Once the bottom is firm to the touch (not wet or squishy when you press it) put it in water. Use a round vase or container that can support the plant upright, keeping the leaves out of the water, while maintaining an even level at the bottom for the roots to eventually grow. Keep your once and future pineapple out of direct sunlight for both the drying and submersion phases. Filtered/indirect light is best for these parts of the process.
Change the water every one to three days, or whenever it becomes murky. This is where the patience comes in—it can take two to three months to start seeing root growth. Once you’ve established several roots measuring a few inches each, the pineapple can be potted. At this point, full sun is best, as it will help the plant grow faster, but baby pineapples can also tolerate diffused light. In fact, their exotic, palm-like leaves make excellent indoor ornaments.
Do not over-water your pineapple-to-be. Keep the soil moist, but make sure it drains well enough that it doesn't stay fully wet. In two to three years, your plant will be ready to flower. If you want to encourage this, seal your three-year-old plant in a bag with some pineapple slices and keep it away from direct sunlight for three to seven days. Then return it to light and remove the bag. It should eventually flower, and then develop into a full pineapple over about six months.
When your pineapple is ripe, the original plant will die, but it should have sent out some shoots by then. These can be divided and replanted to continue the cycle.
Getting the pit out without ruining the fruit of the avocado can sometimes be tricky. Puncturing the seed with a knife a little to get it out is okay, as long as you don’t go too deep. Wash the pit and place the bottom (rounder) half in the soil of a plant you already have. Choose a plant you water about once a week or more so the pit stays wet regularly.
As with many larger fruits, it may take many months (sometimes over six!) before anything happens.

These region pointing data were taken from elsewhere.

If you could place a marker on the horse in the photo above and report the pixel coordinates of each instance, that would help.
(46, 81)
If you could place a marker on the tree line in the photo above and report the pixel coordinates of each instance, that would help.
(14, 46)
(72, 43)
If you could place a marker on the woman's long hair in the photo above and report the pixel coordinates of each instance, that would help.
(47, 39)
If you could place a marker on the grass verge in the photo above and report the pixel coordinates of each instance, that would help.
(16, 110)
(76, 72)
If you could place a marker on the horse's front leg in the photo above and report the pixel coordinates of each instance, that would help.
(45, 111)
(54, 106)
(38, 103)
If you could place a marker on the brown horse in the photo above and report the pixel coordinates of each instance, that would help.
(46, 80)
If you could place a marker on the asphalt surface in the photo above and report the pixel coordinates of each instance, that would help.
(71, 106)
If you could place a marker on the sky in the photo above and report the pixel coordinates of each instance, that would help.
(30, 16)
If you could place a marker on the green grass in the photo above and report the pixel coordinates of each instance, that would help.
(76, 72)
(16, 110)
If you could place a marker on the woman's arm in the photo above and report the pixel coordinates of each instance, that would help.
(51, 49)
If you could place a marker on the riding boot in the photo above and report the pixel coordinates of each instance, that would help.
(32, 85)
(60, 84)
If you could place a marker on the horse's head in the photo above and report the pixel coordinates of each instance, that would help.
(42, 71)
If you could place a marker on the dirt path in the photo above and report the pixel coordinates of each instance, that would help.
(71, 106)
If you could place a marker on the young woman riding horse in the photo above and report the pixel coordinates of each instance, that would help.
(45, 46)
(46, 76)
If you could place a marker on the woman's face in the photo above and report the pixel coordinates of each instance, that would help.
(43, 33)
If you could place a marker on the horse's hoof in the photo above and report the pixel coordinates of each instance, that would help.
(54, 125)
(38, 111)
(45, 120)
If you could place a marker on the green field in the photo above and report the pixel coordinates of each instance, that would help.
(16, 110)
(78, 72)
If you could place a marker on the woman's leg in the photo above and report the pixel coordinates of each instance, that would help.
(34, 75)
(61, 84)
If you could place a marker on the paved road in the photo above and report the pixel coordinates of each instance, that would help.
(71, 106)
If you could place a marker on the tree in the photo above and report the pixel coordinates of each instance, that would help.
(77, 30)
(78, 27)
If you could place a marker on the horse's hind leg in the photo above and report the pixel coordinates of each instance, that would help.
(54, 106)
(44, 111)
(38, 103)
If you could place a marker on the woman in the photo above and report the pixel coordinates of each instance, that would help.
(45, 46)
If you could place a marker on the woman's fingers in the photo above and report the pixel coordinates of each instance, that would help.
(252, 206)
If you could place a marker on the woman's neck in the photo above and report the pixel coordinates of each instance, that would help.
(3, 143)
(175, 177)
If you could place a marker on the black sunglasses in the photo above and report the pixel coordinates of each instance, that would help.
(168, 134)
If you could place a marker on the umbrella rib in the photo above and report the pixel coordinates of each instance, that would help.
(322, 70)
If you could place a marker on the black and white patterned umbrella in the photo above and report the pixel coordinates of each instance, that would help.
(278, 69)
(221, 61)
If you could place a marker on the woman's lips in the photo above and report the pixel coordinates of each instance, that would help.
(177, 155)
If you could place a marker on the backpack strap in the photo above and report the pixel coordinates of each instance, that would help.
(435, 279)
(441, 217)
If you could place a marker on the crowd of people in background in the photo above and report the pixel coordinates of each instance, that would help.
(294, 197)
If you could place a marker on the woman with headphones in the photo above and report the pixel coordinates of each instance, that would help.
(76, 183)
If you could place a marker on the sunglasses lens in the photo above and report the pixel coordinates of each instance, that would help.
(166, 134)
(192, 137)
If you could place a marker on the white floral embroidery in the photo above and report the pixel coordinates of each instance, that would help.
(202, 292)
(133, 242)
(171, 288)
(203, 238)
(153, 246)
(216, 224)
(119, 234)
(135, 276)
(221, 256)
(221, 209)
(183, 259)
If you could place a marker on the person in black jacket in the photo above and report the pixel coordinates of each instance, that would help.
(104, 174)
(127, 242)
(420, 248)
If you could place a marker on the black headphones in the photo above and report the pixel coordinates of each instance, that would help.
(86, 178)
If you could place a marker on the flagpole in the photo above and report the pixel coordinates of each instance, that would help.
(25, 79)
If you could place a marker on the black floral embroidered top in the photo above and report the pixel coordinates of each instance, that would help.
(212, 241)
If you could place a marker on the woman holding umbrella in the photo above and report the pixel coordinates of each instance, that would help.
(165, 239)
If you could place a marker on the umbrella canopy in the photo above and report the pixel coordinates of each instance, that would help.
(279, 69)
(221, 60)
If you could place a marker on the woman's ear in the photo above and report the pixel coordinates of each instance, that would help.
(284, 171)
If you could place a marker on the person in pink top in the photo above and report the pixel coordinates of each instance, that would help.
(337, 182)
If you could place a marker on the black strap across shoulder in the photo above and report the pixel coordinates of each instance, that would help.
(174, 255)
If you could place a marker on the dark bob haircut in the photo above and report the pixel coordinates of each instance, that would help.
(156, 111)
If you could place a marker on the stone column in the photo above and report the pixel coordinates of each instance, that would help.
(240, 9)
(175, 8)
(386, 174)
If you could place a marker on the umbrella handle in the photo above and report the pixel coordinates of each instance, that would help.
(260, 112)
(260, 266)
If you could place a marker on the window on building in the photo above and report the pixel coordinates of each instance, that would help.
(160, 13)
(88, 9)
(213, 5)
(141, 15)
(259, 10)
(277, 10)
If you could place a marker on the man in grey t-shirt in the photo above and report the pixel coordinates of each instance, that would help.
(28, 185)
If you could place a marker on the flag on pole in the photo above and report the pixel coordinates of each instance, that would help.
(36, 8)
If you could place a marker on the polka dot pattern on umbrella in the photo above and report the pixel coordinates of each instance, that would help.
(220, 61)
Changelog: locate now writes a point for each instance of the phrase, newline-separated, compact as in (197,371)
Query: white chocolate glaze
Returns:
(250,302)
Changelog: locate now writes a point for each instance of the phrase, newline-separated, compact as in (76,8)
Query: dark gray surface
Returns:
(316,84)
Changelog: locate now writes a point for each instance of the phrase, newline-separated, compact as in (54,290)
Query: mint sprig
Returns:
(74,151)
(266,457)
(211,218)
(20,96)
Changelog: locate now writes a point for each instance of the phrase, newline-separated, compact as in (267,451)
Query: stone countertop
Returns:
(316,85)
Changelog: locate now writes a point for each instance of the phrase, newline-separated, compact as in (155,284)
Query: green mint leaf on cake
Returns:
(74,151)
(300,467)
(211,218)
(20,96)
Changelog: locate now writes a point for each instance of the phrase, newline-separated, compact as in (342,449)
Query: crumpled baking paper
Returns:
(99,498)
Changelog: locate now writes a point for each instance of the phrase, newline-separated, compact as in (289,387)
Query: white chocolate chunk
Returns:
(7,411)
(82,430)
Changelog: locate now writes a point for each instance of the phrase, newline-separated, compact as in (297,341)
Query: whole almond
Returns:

So, this method allows you to “set it and forget it!” As long as you keep the pointy end up when planting, this is a foolproof way to germinate an avocado tree (no toothpicks necessary).
Once a seedling emerges from the pit, its trunk and leaves will look similar to a money tree. As long as it has plenty of sunlight and well draining soil, it will start to grow tall, and its leaves will get broad and top-heavy. The young tree will need regular watering, but its soil should dry out in between drinks.
A mature tree that's moved into a large pot or a sunny, fertile area can start producing avocados in three to 15 years. There is no guarantee an avocado tree will bear any fruit, but it will always be a beautiful plant that adds vibrancy to your home or garden. That's a pretty great return on your initial investment of one avocado.
For these three plants, patience is the key. Moving them from indirect light to full light right away, or subjecting them to other drastic changes like extreme wind or swinging temperatures, can be deadly.
Citrus trees tend to be the easiest (and fastest) to sprout. They can also be fairly resilient once established, and they are the quickest to produce fruit. Pineapples take the most effort, but once they sprout new growth at the top, or start a new plant out the side, they are incredibly hardy! Avocados take the most time to germinate, and also can be a bit pickier with light or temperature changes, or when being transplanted, but the reward for the effort is a tree that grows super foods in your own backyard.
Organic produce will have a higher likelihood of sprouting and producing fruit, since it's subjected to less chemical tampering. Although there is a risk even these plants may never bear fruit, especially if they aren’t in their native climates, their tropical foliage can make unique additions to your home, indoors or outside. Citrus, pineapple, and avocado plants can also be a lot of fun to grow, whether you are an experienced green thumb or just starting out.